Let's get to the figures. We've covered the 32 mile WLTP-rated all-electric driving range; it's actually more like around 25 miles in real-world use. And we also ought to apply real-world thinking to projections of likely fuel economy because the fantasy-land official combined WLTP figures (up to 274.8mpg for the hatch) clearly aren't likely to be replicated by the average owner. As a feather-foot, we suppose 80-90mpg might theoretically be possible but your realistic average is going to be much less than that - and certainly less than you'd get from the equivalent diesel model. Rely on the petrol engine alone and you'd struggle to average 35mpg. WLTP emissions are rated at up to 23g/km for the hatch and 30g/km for the SW. Still, these stats will mean attractively low BiK figures. Or they will for the mainstream Hybrid model anyway. If you're set on the top 360hp PSE AWD version, the stats are rather different - 158.5mpg and 40g/km of CO2.

Bear in mind on mainstream variants that you'll need to find £500 extra to upgrade your 508 Hybrid to a model incorporating a 7.4kWh fast charger that would be capable of accepting charge from anything faster than a domestic three-pin socket. This halves charging time when charging with a typical garage 7kW wallbox. And it really ought to be standard. Charging the 11.8kWh battery takes 3 hours 45 minutes with a standard Mode 3 Type 2 cable - or 2 hours if the optional on-board charger has been fitted. You can use a provided smartphone app to set low-tariff charging times.
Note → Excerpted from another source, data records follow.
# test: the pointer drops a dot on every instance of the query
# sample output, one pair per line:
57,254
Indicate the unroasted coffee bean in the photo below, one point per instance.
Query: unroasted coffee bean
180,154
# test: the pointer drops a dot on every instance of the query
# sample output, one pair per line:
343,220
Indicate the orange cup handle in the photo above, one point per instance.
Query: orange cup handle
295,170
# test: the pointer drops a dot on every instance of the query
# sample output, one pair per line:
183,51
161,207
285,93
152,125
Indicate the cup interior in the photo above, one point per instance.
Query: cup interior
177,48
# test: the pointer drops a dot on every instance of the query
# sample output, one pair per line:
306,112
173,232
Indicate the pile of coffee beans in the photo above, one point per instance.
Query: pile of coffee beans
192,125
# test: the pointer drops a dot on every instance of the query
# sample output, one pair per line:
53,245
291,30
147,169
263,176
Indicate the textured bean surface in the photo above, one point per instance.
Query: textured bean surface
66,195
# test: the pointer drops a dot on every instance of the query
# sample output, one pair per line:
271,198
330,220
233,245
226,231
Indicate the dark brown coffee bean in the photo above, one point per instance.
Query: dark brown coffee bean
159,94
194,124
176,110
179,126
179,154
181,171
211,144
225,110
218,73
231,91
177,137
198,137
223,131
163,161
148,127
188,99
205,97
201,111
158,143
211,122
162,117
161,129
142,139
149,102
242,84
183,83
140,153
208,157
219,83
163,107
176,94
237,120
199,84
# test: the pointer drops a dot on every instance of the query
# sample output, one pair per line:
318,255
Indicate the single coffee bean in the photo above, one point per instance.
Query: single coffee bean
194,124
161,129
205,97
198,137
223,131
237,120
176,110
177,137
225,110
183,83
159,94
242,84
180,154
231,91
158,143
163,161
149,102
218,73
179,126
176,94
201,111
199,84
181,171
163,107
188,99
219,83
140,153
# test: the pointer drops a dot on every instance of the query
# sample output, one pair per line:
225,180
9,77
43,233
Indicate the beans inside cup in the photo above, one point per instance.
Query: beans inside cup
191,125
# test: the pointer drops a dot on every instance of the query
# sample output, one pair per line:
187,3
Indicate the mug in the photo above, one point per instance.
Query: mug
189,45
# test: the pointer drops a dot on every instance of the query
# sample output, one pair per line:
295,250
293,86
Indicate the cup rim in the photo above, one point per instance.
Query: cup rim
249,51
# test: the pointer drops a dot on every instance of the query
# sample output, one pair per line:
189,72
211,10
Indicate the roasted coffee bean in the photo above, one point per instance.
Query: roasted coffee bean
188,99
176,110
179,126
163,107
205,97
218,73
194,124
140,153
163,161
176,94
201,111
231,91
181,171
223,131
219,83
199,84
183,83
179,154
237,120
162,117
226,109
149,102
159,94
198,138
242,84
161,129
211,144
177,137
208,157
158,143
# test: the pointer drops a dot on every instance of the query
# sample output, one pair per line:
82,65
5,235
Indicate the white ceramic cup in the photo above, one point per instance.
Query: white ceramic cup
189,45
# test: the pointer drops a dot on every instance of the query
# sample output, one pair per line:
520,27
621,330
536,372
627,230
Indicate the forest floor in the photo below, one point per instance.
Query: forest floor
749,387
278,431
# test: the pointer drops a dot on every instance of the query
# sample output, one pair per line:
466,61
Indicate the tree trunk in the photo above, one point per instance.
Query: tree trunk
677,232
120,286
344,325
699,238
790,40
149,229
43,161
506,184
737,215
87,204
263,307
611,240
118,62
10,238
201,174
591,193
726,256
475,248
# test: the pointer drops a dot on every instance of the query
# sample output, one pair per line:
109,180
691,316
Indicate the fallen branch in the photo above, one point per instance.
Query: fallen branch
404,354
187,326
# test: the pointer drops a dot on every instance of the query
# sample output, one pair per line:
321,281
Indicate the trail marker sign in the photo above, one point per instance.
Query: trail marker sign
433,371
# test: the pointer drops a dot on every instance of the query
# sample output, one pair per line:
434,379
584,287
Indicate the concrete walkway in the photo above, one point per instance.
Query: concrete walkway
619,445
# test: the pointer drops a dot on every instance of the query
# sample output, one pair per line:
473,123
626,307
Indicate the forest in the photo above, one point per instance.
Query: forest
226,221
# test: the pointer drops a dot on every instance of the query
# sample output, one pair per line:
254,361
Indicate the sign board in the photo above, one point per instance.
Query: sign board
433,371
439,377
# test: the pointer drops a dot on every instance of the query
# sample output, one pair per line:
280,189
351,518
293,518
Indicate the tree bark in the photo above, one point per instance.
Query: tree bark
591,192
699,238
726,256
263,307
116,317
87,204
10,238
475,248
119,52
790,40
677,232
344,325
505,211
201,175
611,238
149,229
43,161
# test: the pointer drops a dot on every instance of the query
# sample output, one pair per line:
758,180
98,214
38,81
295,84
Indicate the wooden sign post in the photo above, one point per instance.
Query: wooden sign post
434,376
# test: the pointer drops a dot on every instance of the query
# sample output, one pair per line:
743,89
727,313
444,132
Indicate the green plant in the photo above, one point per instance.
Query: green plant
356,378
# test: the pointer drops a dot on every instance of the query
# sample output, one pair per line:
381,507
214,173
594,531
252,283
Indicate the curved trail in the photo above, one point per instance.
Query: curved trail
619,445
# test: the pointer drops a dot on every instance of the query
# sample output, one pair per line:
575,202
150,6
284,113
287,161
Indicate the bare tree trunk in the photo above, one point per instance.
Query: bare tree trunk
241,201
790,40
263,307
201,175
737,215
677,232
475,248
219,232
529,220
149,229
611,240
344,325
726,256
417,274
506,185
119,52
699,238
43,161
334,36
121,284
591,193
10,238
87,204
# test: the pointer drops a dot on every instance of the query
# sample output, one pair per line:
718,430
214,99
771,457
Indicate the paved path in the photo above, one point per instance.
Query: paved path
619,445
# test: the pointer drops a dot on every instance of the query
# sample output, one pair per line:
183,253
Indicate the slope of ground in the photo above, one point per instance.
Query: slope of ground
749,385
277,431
Peugeot is offering buyers six months free use of the Polar public charging network but you won't be able to use the fastest rapid chargers.

Insurance is 31E-34E for mainstream variants; and group 41E for the PSE flagship model.


Peugeot has to produce cars like this 508 Hybrid. It doesn't necessarily have to sell a lot of them. Most of the brand's profit comes from small cars and LCVs: if models like the 508 can also sell, then so much the better. But they can't drag down the brand's across-range collective CO2 performance in a way that would these days deliver eye-wateringly high EU fines. So plug-in tech needs to be offered in this 508 model, even if high pricing means that the market for it is still quite small.

But we can see why you might want one, especially if you're seeking a stylish business conveyance and the current market trend for various flavours of SUV has passed you by. The taxation arguments are difficult to argue with and the attraction of mostly fuel-free commuting mileage is considerable. As with a 3008 Hybrid, we think that you need to stick with base trim for the financials to really make sense. And in this case, we'd opt for the practicality of the SW estate body style. With those caveats in place and a competitive finance deal on the table, this car starts to make some sort of sense. But if you don't agree, Peugeot won't worry too much. C'est la vie.